Language Control Diffusion: Efficiently Scaling through Space, Time, and Tasks
Edwin Zhang, Yujie Lu, Shinda Huang, William Wang, Amy Zhang
TL;DR
LCD addresses the challenge of scaling generalist agents by unifying language-conditioned instruction with long-horizon planning via hierarchical diffusion. It introduces a high-level diffusion policy conditioned on language and uses a frozen low-level policy encoder to execute plans, enabling efficient planning in a latent space with DDIM and temporal abstraction. Theoretical near-optimality guarantees are provided under mild Lipschitz assumptions, and empirical results on CALVIN and CLEVR-Robot show state-of-the-art performance and 3.3x–15x inference speedups. This work advances practical long-horizon, language-guided control, offering a scalable path toward generalist agents capable of handling space, time, and task diversity.
Abstract
Training generalist agents is difficult across several axes, requiring us to deal with high-dimensional inputs (space), long horizons (time), and generalization to novel tasks. Recent advances with architectures have allowed for improved scaling along one or two of these axes, but are still computationally prohibitive to use. In this paper, we propose to address all three axes by leveraging \textbf{L}anguage to \textbf{C}ontrol \textbf{D}iffusion models as a hierarchical planner conditioned on language (LCD). We effectively and efficiently scale diffusion models for planning in extended temporal, state, and task dimensions to tackle long horizon control problems conditioned on natural language instructions, as a step towards generalist agents.
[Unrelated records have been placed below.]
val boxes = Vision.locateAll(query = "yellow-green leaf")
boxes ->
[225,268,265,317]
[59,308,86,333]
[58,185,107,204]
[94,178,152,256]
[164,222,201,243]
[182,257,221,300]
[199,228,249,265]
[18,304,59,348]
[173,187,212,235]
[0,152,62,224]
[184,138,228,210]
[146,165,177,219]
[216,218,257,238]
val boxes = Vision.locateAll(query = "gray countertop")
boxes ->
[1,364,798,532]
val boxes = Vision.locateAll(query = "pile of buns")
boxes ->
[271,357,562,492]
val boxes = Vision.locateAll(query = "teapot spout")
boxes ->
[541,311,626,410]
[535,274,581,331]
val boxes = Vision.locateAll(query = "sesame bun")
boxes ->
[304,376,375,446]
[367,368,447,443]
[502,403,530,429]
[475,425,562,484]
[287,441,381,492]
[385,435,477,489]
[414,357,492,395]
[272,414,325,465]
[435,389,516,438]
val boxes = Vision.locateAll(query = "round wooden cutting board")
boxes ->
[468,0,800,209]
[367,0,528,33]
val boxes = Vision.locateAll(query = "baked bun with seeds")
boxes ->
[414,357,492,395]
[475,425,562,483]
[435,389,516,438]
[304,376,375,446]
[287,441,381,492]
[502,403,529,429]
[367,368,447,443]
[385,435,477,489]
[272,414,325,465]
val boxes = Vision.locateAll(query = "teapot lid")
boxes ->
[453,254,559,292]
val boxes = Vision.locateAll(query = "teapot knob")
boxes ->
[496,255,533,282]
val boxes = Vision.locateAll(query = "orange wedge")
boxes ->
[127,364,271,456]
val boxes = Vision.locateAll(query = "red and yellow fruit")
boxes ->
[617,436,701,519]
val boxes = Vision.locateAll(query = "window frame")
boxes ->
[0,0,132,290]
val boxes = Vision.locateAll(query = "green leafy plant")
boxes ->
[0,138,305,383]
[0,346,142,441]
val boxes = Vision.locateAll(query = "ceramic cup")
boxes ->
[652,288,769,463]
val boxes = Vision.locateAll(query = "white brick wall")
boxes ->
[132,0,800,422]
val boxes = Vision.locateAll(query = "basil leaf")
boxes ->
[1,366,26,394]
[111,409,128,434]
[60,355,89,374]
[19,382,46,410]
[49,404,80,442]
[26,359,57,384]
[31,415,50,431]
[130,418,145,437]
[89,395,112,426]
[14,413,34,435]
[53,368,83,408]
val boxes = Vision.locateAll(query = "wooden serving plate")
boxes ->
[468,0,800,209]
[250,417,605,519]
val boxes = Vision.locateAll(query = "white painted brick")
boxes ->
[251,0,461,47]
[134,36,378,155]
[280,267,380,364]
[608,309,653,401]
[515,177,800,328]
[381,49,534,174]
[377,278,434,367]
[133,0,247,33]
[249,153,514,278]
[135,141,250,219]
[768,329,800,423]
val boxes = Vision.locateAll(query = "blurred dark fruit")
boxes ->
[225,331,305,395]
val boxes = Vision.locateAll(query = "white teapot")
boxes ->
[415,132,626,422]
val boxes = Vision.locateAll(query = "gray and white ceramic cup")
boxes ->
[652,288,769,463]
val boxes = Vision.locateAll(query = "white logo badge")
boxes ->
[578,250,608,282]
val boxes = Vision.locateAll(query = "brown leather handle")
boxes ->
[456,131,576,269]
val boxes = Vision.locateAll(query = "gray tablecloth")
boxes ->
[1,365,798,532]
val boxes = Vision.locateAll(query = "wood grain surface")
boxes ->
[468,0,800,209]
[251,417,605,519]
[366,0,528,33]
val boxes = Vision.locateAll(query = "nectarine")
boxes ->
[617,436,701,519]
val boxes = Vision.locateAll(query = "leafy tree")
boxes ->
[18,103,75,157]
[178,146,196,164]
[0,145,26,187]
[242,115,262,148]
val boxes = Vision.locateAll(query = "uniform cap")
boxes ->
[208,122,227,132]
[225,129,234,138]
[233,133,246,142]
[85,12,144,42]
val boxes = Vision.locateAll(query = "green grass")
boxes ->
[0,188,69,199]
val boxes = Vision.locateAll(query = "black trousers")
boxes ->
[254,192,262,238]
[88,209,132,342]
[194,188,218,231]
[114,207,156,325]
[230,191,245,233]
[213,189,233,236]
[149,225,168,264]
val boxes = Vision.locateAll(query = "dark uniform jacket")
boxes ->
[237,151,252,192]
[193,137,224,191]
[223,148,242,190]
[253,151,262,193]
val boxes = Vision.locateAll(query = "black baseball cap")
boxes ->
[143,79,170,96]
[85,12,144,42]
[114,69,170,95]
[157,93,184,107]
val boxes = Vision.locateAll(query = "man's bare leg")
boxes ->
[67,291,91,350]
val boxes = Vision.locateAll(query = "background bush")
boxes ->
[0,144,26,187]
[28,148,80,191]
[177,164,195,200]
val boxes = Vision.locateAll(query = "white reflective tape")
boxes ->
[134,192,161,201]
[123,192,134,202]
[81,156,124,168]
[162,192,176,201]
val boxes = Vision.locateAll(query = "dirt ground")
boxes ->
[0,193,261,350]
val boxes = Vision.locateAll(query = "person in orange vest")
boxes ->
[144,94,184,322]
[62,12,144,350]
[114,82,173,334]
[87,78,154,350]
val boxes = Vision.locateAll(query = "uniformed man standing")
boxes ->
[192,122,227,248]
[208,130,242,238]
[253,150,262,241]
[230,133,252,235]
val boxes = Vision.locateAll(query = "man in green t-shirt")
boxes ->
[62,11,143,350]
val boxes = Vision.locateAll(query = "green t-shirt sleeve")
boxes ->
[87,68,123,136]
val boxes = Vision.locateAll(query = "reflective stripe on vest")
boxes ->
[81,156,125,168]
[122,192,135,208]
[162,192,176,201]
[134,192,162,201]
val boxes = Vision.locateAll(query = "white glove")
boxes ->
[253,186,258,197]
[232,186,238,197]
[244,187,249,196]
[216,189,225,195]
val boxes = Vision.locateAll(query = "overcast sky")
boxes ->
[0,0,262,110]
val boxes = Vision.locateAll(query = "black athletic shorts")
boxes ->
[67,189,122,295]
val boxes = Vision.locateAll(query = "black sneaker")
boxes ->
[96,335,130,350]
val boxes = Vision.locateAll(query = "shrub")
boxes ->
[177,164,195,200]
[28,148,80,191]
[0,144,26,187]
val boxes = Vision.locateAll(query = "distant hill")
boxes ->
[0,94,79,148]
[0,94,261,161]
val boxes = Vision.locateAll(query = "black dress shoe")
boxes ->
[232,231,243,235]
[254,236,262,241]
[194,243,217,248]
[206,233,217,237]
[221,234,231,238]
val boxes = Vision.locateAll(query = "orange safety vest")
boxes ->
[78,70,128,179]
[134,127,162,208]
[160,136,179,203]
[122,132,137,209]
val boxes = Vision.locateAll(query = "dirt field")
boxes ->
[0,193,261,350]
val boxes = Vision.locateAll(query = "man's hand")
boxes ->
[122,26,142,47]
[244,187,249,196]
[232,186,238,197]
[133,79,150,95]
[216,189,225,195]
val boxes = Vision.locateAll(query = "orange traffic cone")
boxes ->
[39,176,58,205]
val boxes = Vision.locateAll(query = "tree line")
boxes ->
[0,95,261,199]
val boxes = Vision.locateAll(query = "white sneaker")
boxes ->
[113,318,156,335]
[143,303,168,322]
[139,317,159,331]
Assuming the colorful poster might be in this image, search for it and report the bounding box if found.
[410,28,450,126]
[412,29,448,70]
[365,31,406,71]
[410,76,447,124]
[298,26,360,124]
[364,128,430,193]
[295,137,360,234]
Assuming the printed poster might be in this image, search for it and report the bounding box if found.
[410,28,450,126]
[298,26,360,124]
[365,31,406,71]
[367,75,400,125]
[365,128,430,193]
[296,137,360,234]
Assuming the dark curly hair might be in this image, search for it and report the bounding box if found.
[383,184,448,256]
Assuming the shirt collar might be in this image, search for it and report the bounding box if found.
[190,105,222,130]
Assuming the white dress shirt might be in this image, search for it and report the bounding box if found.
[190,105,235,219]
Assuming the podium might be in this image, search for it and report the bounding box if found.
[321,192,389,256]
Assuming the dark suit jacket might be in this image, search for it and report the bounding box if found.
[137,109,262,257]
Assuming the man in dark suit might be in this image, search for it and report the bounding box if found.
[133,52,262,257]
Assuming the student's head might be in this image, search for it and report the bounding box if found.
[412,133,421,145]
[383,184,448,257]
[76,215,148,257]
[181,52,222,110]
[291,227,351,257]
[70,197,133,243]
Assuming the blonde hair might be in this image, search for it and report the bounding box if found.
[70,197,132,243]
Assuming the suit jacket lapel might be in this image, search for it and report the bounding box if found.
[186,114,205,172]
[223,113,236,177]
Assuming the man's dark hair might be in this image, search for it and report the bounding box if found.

Comparing LCD with other state-of-the-art models on the CALVIN language robotics benchmark finds that LCD outperforms other SOTA methods in multi-task success rates, whilst improving inference speed over other comparable diffusion models by 3.3x~15x. We show that LCD can successfully leverage the unique strength of diffusion models to produce coherent long range plans while addressing their weakness in generating low-level details and control.